A questo punto il funzionario cambia radicalmente; gli resta però ancora un dubbio: di Carlo Minà ne esistono due, evidentemente omonimi, “’u grùossu” e “’u nicu” (presumibilmente padre e figlio); quale dei due sta “segnalando” Rosa alla sua attenzione? Chiede quindi ragguagli in merito.
La donna, “scorata”, biascica con rammarico la risposta che teme insufficiente: “’u nicu”.
Ma anche il notabile “nicu” va benissimo all’impiegato: “Puru buonu è”.
Sicché la pratica, che doveva attendere sei mesi, viene accelerata drasticamente e miracolosamente, finendo per richiedere soltanto un’attesa di “’na menz’urata”, cioè di soli trenta minuti.
Di scene del genere, negli anni che ho vissuto a Bagheria e poi qui a Palermo, ne ho viste innumerevoli.
I cittadini “normali” qui sono bistrattati, conculcati, ignorati e derisi.
Viceversa, i cittadini che “conoscono” qualcuno si vedono spalancare le porte che fino a un attimo prima erano, o “per legge” o per insostenibili pastoie burocratiche, ermeticamente chiuse.
Il bello è che nessuno trova intollerabile questo andazzo: anzi la prima cosa da fare, quando si deve affrontare un intoppo burocratico, è trovare qualcuno “conosciuto”, per ottenere il miracolo in tempi ragionevoli.
Il concetto è estendibile anche ad ambiti non burocratici: le “segnalazioni” sono indispensabili per ottenere un posto di lavoro, per affrontare un concorso, per ottenere una visita medica, persino (semplicemente) per ottenere un minimo di “attenzione”.

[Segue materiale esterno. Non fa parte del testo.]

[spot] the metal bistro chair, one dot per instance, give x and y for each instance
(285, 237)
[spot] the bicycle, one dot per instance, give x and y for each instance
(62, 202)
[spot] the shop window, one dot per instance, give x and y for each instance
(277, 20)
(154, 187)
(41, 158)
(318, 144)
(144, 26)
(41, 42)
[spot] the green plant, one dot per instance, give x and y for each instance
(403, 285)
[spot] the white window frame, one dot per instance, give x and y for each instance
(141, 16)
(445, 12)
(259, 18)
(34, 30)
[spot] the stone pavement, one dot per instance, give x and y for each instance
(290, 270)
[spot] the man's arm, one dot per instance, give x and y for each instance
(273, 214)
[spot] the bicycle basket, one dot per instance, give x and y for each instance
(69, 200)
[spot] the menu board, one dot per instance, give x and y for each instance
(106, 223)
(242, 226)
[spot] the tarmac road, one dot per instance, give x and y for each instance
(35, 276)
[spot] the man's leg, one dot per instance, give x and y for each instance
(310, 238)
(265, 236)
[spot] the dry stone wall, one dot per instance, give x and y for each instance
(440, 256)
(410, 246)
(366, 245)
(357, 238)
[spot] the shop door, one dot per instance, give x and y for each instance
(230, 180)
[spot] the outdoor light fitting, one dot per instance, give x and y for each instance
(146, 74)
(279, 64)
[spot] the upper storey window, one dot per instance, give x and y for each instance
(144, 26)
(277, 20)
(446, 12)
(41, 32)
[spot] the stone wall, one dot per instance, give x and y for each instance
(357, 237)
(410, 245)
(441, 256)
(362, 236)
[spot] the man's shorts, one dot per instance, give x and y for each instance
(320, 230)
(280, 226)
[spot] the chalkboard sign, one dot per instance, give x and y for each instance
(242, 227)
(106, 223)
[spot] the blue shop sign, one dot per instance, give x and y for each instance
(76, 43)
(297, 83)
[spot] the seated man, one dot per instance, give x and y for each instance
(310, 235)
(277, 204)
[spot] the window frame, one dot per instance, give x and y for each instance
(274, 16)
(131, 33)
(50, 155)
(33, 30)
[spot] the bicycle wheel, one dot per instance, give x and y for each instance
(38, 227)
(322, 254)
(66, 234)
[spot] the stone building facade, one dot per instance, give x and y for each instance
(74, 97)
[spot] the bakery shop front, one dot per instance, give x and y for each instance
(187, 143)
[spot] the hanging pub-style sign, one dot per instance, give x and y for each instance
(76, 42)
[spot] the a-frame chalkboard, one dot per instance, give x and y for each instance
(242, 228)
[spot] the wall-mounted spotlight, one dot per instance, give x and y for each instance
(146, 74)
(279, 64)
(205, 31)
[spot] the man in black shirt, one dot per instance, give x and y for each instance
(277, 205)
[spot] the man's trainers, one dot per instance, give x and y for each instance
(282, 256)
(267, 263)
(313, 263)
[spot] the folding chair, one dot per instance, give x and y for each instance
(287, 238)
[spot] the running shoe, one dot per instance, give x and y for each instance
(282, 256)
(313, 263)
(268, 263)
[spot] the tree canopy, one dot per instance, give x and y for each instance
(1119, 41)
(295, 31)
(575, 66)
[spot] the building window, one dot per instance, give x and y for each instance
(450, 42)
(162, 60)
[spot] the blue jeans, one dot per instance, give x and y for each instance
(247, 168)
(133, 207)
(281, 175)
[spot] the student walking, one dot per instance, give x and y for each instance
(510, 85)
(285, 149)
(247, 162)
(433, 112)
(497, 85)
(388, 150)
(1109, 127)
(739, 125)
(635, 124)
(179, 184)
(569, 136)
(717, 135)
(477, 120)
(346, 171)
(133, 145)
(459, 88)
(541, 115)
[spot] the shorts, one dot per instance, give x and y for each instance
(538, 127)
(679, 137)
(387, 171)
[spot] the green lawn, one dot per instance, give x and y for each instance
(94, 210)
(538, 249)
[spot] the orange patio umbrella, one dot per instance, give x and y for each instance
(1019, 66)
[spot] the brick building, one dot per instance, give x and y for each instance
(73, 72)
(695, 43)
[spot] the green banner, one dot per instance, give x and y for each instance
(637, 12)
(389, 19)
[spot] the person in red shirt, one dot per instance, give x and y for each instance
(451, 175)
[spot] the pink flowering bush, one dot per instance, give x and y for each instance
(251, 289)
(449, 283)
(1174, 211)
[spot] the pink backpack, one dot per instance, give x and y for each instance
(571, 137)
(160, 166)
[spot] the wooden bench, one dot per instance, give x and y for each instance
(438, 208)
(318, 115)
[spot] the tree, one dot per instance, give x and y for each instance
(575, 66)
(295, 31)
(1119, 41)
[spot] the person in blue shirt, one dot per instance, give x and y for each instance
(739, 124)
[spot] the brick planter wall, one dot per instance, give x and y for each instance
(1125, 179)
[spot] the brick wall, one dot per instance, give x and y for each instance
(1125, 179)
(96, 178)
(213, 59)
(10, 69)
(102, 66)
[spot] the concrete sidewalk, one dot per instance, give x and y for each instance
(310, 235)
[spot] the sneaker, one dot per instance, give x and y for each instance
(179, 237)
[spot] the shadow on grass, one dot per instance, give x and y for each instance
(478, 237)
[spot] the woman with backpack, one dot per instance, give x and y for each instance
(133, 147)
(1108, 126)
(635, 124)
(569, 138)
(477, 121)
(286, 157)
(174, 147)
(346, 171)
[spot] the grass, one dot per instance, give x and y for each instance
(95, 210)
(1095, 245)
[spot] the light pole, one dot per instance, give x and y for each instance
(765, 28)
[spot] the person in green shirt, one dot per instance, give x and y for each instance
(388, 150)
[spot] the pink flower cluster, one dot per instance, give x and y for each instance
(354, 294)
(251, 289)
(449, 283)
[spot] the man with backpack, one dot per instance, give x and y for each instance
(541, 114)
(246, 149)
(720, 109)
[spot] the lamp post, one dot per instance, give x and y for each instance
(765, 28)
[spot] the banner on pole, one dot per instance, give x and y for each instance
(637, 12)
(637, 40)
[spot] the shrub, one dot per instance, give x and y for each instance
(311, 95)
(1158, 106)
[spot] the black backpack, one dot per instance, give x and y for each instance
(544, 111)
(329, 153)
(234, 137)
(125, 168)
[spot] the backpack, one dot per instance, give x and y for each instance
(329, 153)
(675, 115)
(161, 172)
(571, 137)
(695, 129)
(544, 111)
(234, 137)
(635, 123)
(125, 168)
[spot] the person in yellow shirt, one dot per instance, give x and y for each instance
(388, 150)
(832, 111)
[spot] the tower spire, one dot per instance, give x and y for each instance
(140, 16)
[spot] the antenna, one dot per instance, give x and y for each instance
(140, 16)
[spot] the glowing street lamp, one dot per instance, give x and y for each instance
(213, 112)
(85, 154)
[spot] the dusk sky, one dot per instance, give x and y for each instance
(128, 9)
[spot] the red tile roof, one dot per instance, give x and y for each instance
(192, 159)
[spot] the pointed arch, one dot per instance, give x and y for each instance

Qui la domanda più ricorrente, quando si deve affrontare un problema, è: “A cu canusciemu?” (“Chi conosciamo?”).
Su questo argomento, rinvio a un divertentissimo sketch del bravissimo attore Ernesto Maria Ponte sui “modi palermitani” (che a quelli “baariuoti” somigliano non poco…): https://www.youtube.com/watch?v=f4-B_6c2IvE).
E qui chiudiamo, non senza replicare la conclusione cui siamo arrivati ieri: “si può fare ben poco”.